Tesla’s stated goal is to become a “global distributed clean electric utility.” Texas, whose utility grid is now famously unstable and lacking in updates required for handling climate change induced severe storms, was a great place to test this program before a broader rollout.
Keep an eye on the Tesla website for news releases about expansion of this program. If you have a Powerwall charging unit or solar roof from Tesla, you should be notified when the program is available in your area. Also keep an eye out for alternatives, such as your local utility company offering more clean energy sources for your utilities and solar panel installation incentives from your local municipality.
Tesla’s clean energy revolution
Tech companies are famous for disrupting entire sectors of industry, and Tesla is a prime example. If the company can pull out of its recent slump induced by CEO Elon Musk’s disastrous Twitter takeover and collapse, we expect them to continue to expand into all areas of clean energy. Thus, creating a circular economy in electrifying transportation, charging vehicles and homes using clean energy and offering smart grid technology to end consumers to manage their own power production with the help of automated technology.
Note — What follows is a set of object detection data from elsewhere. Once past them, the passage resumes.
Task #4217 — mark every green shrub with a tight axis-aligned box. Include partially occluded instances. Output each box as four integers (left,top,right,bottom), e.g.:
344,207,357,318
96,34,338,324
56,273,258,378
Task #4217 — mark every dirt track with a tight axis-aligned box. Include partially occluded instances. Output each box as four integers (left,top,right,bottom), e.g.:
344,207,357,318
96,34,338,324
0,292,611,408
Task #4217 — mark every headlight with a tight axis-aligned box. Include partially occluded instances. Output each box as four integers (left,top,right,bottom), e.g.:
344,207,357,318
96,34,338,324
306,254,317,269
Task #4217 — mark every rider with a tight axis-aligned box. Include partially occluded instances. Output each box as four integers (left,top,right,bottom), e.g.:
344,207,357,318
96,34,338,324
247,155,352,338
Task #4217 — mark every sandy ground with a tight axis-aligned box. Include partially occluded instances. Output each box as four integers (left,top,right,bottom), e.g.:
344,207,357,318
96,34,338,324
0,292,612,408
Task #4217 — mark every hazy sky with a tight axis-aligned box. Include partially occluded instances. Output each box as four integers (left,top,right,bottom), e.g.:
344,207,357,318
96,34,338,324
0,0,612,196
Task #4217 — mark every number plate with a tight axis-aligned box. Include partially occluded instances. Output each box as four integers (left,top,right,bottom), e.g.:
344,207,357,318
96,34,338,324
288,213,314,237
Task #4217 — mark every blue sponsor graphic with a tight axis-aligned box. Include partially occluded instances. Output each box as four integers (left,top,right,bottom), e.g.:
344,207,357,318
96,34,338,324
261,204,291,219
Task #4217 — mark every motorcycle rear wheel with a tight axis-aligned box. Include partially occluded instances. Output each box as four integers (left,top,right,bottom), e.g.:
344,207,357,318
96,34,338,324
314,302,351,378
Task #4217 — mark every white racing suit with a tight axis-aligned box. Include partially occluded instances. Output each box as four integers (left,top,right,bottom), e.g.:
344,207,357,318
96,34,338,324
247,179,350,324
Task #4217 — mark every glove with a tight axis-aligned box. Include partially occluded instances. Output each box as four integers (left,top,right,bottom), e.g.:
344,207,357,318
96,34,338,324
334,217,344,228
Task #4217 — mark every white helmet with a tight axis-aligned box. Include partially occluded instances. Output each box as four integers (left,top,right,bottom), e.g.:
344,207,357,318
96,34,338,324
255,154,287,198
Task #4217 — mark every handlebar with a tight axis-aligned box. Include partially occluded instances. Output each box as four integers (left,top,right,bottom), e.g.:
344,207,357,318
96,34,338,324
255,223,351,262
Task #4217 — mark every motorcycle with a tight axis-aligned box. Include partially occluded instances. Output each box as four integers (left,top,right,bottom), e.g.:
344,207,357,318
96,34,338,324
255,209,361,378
If you think about it, electricity really shouldn’t be as complicated or expensive as it is. Tesla will be creating competition for utility companies, so you can expect a regulatory battle and pricing competition. Consumers who can provide their own electricity for most of their needs will be the winners, as they are the only players who can control their own electricity costs.
Tesla is asking for a rule change with the Electric Reliability Council of Texas (ERCOT), an organization that manages Texas’s electrical grid, that would allow residential solar power creators (customers who create their own solar power at home) to bid on extra capacity, putting customers in charge of electricity pricing. We don’t see ERCOT agreeing to that, so expect Tesla to find a way to skirt around it and put customers in the driver’s seat of their own power production instead of just pricing.
However, Tesla did recently receive ERCOT approval for a statewide market design pilot for small distributed energy sources to provide grid service exports. This indicates that ERCOT is aware they may need partnerships to solve Texas’s massive grid failure problems, at least in the short term until it can be properly shored up for handling emergencies and peak demand.